I don't think I have ever written a defect-free line of code. Only through testing—preferably automated—do I gain some confidence that there are some guardrails on how terrible things can get.

I would approach code that has no tests as "code that is probably broken" and not "code that probably works." With that approach, the notion of a rewrite is a little less scary.

Granted,

To that end, I have opened #30 to propose unit test frameworks. Feel free to review on your own time-table.

receive errors are likely to occur in bursts rather than as randomly distributed single bit errors

This is a very good assumption for RF channels.

Reed Solomon error correction statistics provide a reasonably good proxy

Sounds good to me. It may also be reasonable to look at successful decode rates. Re-transmits and down-shifts really chew up a lot of valuable link time.

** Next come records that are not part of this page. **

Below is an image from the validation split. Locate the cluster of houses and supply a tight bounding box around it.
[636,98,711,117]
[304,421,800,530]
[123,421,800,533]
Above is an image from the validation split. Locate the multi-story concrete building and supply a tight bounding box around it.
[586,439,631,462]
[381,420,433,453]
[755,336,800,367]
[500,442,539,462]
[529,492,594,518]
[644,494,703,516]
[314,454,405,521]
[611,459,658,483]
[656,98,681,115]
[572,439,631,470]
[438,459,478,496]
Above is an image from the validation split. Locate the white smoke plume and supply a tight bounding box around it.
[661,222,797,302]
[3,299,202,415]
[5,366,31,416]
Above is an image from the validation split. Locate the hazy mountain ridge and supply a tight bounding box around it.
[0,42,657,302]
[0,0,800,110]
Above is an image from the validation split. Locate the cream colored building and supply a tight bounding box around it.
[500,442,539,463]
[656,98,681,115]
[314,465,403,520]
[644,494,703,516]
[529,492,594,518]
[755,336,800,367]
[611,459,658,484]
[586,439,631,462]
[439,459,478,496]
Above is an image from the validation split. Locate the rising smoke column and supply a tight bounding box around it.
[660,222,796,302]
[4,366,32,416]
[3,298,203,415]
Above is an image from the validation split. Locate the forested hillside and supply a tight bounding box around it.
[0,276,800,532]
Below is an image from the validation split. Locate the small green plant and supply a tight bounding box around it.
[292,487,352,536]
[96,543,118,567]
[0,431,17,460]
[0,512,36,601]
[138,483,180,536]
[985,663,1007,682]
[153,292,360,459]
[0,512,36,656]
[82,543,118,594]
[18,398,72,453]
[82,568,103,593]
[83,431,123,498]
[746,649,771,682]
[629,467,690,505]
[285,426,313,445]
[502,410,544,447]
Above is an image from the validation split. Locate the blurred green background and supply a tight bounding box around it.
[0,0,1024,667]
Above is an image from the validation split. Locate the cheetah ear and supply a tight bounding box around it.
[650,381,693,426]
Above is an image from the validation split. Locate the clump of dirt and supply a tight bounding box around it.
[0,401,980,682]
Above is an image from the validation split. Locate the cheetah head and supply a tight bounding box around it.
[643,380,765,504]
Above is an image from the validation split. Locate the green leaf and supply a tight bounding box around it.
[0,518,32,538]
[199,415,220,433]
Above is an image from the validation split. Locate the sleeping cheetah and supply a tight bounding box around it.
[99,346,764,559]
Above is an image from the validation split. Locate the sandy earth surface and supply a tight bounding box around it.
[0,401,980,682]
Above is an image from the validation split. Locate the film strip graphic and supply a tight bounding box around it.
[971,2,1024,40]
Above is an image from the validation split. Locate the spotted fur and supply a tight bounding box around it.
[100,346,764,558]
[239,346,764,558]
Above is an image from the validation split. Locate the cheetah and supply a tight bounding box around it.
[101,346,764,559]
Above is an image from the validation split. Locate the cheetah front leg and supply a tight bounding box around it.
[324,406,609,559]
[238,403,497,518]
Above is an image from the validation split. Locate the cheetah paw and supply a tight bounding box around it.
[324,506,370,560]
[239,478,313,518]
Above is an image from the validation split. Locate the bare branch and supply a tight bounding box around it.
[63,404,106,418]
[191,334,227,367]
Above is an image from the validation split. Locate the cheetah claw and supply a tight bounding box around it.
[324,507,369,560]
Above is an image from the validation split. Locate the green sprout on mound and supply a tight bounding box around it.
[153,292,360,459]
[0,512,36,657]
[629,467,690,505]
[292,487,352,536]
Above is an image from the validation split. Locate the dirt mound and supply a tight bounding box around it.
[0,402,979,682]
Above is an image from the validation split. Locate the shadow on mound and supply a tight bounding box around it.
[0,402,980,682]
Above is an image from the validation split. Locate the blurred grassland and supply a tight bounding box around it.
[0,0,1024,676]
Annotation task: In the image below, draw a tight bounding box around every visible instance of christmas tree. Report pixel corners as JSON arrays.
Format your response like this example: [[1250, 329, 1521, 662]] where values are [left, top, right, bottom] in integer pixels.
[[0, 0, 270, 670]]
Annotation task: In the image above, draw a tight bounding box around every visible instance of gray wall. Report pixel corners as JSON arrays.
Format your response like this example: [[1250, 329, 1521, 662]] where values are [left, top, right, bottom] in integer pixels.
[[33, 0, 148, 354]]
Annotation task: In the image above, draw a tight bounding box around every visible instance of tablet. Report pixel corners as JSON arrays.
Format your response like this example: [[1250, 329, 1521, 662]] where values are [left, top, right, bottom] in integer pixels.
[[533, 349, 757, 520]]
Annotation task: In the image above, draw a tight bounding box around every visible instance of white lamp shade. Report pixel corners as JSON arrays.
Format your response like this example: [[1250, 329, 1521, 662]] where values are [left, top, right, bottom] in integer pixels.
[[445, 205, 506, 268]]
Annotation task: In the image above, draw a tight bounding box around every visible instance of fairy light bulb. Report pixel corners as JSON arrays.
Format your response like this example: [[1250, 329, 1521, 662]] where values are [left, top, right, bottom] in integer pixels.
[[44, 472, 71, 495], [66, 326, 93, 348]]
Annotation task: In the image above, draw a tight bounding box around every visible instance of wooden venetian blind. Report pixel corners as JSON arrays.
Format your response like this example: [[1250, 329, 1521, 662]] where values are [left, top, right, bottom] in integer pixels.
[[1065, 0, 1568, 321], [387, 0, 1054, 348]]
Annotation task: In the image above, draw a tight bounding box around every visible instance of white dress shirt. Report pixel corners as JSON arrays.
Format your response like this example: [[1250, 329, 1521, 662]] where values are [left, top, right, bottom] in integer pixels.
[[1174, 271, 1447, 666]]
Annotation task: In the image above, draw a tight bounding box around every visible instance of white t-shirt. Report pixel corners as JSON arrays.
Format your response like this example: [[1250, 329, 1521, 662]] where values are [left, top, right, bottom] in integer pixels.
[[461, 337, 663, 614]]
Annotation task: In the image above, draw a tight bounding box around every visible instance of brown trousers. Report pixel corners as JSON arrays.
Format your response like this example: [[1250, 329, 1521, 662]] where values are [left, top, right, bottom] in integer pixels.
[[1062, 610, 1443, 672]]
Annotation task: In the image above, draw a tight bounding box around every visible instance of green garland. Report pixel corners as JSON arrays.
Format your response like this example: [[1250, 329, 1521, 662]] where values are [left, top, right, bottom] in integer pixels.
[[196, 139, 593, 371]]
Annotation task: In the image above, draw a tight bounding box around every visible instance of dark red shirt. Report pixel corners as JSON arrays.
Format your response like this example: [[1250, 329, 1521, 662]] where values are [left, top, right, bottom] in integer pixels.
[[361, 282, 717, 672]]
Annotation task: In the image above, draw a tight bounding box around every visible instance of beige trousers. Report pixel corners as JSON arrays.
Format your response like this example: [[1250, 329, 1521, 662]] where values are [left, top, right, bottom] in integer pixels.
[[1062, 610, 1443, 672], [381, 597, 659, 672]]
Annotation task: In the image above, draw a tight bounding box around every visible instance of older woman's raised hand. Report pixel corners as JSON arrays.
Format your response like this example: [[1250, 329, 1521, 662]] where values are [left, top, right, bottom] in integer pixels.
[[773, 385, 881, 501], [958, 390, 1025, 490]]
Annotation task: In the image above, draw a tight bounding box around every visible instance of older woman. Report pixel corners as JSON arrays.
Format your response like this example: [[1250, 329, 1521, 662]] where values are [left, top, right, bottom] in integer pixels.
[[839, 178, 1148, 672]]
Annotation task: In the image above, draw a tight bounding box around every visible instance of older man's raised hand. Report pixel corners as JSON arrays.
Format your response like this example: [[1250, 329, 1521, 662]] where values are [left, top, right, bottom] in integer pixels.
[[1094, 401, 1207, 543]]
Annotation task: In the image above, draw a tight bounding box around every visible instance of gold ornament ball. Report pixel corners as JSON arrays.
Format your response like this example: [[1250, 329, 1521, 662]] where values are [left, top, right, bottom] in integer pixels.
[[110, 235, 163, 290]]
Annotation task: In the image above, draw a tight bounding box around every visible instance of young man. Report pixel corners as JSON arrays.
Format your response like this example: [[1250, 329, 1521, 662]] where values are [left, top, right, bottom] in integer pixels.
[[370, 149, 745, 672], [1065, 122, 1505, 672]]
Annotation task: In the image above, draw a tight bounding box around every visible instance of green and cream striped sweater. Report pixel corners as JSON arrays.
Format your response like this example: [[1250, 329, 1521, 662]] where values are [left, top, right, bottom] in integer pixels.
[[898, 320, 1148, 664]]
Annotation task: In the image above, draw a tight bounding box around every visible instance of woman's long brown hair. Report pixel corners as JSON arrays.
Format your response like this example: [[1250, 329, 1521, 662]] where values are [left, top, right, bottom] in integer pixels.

pflarue commented 6 months ago

Ardopcf most certainly contains some bugs. I know of some of them, and plan to try to fix them. I further assume that there are many more bugs, or at least opportunities for improvements, that will be discovered over time. However, even with these, ardopcf is currently usable and being used. Thus, I want to prioritize not unintentionally making things worse while trying to improve it.

Thus, see my comments at Issue #30 about implementing some limited validation testing in the short term to try to identify existing bugs or breaking changes until a more rigorous test system can be implemented. In this testing, the focus will be on transmission and decoding of individual frames.

Performance testing in the sense of total throughput rates during an ARQ session, as seems to be referenced by the last comment, is not what I am talking about at this time. While such testing may eventually be useful, it is even more difficult to standardize than testing of individual frames. A more useful second level of testing might be something that would attempt to confirm that the ARQ protocol processing functions react as expected to inputs from the decoders and from the host interface. I can imagine that this might not be too difficult to implement. I believe that the combination of protocol validation and testing of individual frames could provide most of the information needed to identify and begin diagnosing problems.